Stories you usually do not see in the news!

To the credit of these media organizations, they are focusing, finally, on criminal justice issues that have long deserved our attention. For example:

End Mass Incarceration Now (NY Times)

In this op-ed, the editors argue that imprisonment does not work to reduce crime, that it is too financially costly, and that it imposes other costs to society (including racial biases).

Related to this op-ed is this story:

A Modern Day Slave Plantation Exists, and It's Thriving in the Heart of America (PolicyMic)

This article shows how race continues to impact criminal justice practice.

From the article:

"Angola sits 50 miles northwest of Baton Rouge. It's the largest maximum-security facility in the United States and one of the country's most notorious prisons. In the book The Life and Legend of Leadbelly, the authors wrote, 'Tough criminals allegedly broke down when they received a sentence to Angola. ... None of them wanted to be sent to a prison where 1 of every 10 inmates annually received stab wounds and which routinely seethed with black-white confrontations.'

"Angola's expanse covers a vast 28 square miles — larger than the size of Manhattan. Tucked away in a bend of the Mississippi River, it's surrounded by water and swamp on three sides. It's an isolated penal village — the nearest town 30 miles away — and it's the only penitentiary in the country where staff members live on site. Generation after generation grow up, live and die on Angola's land.
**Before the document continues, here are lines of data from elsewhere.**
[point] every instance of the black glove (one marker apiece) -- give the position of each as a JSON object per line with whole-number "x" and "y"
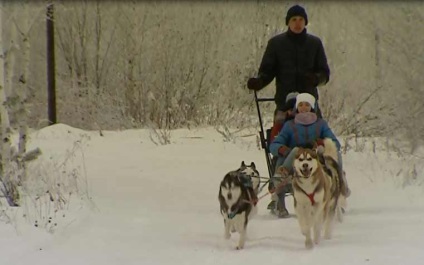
{"x": 254, "y": 83}
{"x": 311, "y": 80}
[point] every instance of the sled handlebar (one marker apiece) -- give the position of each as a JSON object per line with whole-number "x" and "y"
{"x": 264, "y": 99}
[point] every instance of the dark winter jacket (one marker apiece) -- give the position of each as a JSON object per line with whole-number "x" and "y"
{"x": 287, "y": 58}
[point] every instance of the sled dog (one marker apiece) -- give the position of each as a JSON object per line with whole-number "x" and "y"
{"x": 237, "y": 198}
{"x": 316, "y": 190}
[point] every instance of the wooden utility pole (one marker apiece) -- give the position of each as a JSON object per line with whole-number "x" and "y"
{"x": 51, "y": 74}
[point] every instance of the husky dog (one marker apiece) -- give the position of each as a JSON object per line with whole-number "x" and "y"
{"x": 237, "y": 197}
{"x": 317, "y": 188}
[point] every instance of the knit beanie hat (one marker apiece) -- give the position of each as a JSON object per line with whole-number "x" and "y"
{"x": 290, "y": 101}
{"x": 305, "y": 97}
{"x": 296, "y": 10}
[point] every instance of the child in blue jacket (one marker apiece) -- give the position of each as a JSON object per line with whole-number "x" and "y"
{"x": 302, "y": 131}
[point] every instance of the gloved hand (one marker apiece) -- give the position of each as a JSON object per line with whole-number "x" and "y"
{"x": 311, "y": 80}
{"x": 284, "y": 151}
{"x": 320, "y": 141}
{"x": 254, "y": 83}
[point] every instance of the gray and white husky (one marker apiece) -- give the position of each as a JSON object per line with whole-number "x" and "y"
{"x": 237, "y": 197}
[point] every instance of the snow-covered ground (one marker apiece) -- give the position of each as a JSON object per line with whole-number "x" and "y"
{"x": 141, "y": 203}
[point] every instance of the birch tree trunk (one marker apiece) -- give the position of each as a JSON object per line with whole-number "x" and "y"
{"x": 8, "y": 187}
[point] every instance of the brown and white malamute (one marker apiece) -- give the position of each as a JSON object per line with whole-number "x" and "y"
{"x": 237, "y": 197}
{"x": 316, "y": 190}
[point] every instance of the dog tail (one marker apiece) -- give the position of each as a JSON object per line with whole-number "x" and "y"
{"x": 340, "y": 208}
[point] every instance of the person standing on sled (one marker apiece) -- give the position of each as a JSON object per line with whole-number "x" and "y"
{"x": 297, "y": 61}
{"x": 302, "y": 131}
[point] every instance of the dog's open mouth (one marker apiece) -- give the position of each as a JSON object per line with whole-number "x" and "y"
{"x": 306, "y": 171}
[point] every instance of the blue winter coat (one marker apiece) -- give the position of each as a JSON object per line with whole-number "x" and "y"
{"x": 298, "y": 135}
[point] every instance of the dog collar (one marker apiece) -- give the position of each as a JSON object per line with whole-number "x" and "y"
{"x": 232, "y": 214}
{"x": 311, "y": 197}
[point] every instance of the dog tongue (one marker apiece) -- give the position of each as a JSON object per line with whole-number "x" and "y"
{"x": 306, "y": 172}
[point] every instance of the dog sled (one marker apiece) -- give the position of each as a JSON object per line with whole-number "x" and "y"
{"x": 265, "y": 139}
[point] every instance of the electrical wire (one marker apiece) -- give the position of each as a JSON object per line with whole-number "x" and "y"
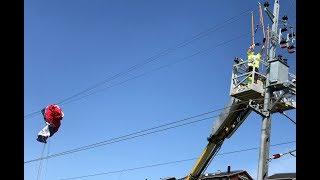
{"x": 172, "y": 162}
{"x": 159, "y": 68}
{"x": 151, "y": 59}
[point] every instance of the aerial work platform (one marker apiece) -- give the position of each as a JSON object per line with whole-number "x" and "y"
{"x": 281, "y": 82}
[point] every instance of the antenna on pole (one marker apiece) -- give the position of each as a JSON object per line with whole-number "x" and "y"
{"x": 252, "y": 29}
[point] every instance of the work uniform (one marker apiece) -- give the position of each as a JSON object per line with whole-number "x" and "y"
{"x": 253, "y": 64}
{"x": 52, "y": 115}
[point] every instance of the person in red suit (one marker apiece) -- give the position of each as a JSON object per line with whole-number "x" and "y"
{"x": 52, "y": 115}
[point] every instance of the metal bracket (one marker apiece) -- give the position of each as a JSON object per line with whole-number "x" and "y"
{"x": 278, "y": 99}
{"x": 255, "y": 107}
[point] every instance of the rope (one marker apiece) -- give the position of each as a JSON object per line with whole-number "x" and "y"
{"x": 40, "y": 163}
{"x": 48, "y": 151}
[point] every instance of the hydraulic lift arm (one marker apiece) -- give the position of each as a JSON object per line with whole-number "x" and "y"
{"x": 225, "y": 125}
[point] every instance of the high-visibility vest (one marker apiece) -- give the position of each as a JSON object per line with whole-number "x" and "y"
{"x": 250, "y": 58}
{"x": 254, "y": 60}
{"x": 257, "y": 59}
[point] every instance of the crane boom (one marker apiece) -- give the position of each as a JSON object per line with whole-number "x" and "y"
{"x": 225, "y": 125}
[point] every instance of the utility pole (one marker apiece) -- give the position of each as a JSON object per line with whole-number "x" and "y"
{"x": 266, "y": 122}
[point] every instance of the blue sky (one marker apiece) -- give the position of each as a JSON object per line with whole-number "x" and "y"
{"x": 72, "y": 45}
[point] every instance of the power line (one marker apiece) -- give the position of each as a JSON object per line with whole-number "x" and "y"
{"x": 121, "y": 138}
{"x": 172, "y": 162}
{"x": 161, "y": 67}
{"x": 139, "y": 133}
{"x": 153, "y": 58}
{"x": 288, "y": 118}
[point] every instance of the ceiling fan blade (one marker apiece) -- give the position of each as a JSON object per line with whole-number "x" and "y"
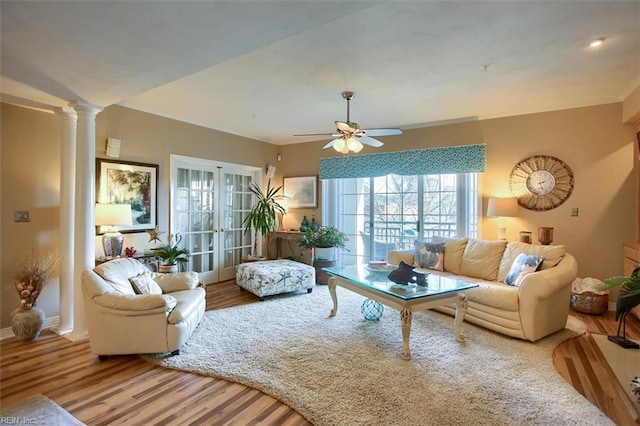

...Of about 6,000 inmates currently in custody, roughly 70% are black and 30% are white. In October 2008, NPR reported, 'In the distance on this day, 100 black men toil, bent over in the field, while a single white officer on a horse sits above them, a shotgun in his lap.'"

It looks like this:

And then there is this gem:

How to Stop Violence (Slate)

In this article, the author suggests that it is not mental illness that produces mass violence. Instead, it is emotion, and especially anger:

"In a summary of studies on murder and prior record of violence, Don Kates and Gary Mauser found that 80 to 90 percent of murderers had prior police records, in contrast to 15 percent of American adults overall. In a study of domestic murderers, 46 percent of the perpetrators had had a restraining order against them at some time. Family murders are preceded by prior domestic violence more than 90 percent of the time. Violent crimes are committed by people who lack the skills to modulate anger, express it constructively, and move beyond it."

How refreshing to see stories of real import in the news media!